The fecal occult blood test (FOBT) is a lab test used to check stool samples for hidden (occult) blood. Occult means hidden. Hidden blood means digestive tract bleeding, which may be an indicator of colon cancer.
Beginning at age 50 FOBT is recommended as part of a routine examination to screen for colon cancer annually.
Based on family history your health provider may recommend this test to you.
Three stool samples are typically collected over several days and prepared on occult blood cards in order to provide for the most effective screening.
For about three days before the test, your doctor may ask you to avoid certain foods and medications.
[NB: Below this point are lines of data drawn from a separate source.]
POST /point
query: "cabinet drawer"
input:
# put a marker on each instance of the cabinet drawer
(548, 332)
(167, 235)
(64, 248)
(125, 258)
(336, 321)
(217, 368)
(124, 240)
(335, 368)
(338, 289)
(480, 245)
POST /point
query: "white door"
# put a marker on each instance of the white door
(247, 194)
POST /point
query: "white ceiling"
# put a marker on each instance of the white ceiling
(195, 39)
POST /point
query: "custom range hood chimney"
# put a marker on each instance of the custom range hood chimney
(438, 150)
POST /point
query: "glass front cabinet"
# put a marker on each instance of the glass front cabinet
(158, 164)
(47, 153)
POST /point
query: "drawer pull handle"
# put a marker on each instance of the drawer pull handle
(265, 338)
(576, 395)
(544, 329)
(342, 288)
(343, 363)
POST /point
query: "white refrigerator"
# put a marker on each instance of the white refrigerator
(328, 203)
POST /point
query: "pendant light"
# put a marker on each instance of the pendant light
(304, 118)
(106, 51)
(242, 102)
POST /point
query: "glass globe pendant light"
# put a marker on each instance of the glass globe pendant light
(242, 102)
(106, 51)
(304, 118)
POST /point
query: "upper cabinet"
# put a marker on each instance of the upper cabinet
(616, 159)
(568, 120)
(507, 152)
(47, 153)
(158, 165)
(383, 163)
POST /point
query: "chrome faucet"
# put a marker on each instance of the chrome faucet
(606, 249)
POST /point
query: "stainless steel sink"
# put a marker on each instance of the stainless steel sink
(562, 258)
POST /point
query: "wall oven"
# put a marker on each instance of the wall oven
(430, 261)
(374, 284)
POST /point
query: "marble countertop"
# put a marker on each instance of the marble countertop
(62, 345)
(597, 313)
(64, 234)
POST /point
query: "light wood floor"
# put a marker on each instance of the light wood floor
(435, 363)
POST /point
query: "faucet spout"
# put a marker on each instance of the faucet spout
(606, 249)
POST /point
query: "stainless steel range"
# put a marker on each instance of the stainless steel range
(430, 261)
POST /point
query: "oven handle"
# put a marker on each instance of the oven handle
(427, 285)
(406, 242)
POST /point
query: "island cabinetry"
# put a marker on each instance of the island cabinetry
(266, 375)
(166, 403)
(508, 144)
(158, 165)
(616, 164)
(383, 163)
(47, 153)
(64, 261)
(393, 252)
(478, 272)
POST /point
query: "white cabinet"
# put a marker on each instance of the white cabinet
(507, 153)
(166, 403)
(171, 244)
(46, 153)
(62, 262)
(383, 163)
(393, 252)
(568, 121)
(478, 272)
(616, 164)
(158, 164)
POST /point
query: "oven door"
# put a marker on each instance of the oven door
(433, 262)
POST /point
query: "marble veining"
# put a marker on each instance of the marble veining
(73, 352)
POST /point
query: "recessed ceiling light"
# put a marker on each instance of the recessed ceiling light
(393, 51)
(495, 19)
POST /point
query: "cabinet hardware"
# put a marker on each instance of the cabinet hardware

Follow your doctor’s instructions carefully.
- Certain fruits and vegetables, including broccoli and turnips
- Red meat
- Vitamin C supplements
- Pain relievers, such as aspirin and ibuprofen (Advil, Motrin IB, others)
The fecal occult blood test is normally negative.
For the guaiac-based FOBT, a positive test result indicates that abnormal bleeding is occurring somewhere in the digestive tract. This blood loss could be due to ulcers, diverticulosis, polyps, inflammatory bowel disease, hemorrhoids, blood swallowed due to bleeding gums or nosebleeds, or benign or cancerous tumors.
For the fecal immunochemical test (FIT), a positive result indicates abnormal bleeding in the lower digestive tract. Since this test detects only human hemoglobin, other sources of blood, such as from the diet, do not cause a positive result. Moreover, hemoglobin from bleeding in the upper digestive tract is broken down before it reaches the lower digestive tract and is not detected by the FIT. Thus, the FIT is a more specific test than gFOBT.
A positive result from either the guaiac-based FOBT or immunochemical FIT requires follow-up testing. This usually involves direct imaging of the colon and rectum (sigmoidoscopy or colonoscopy).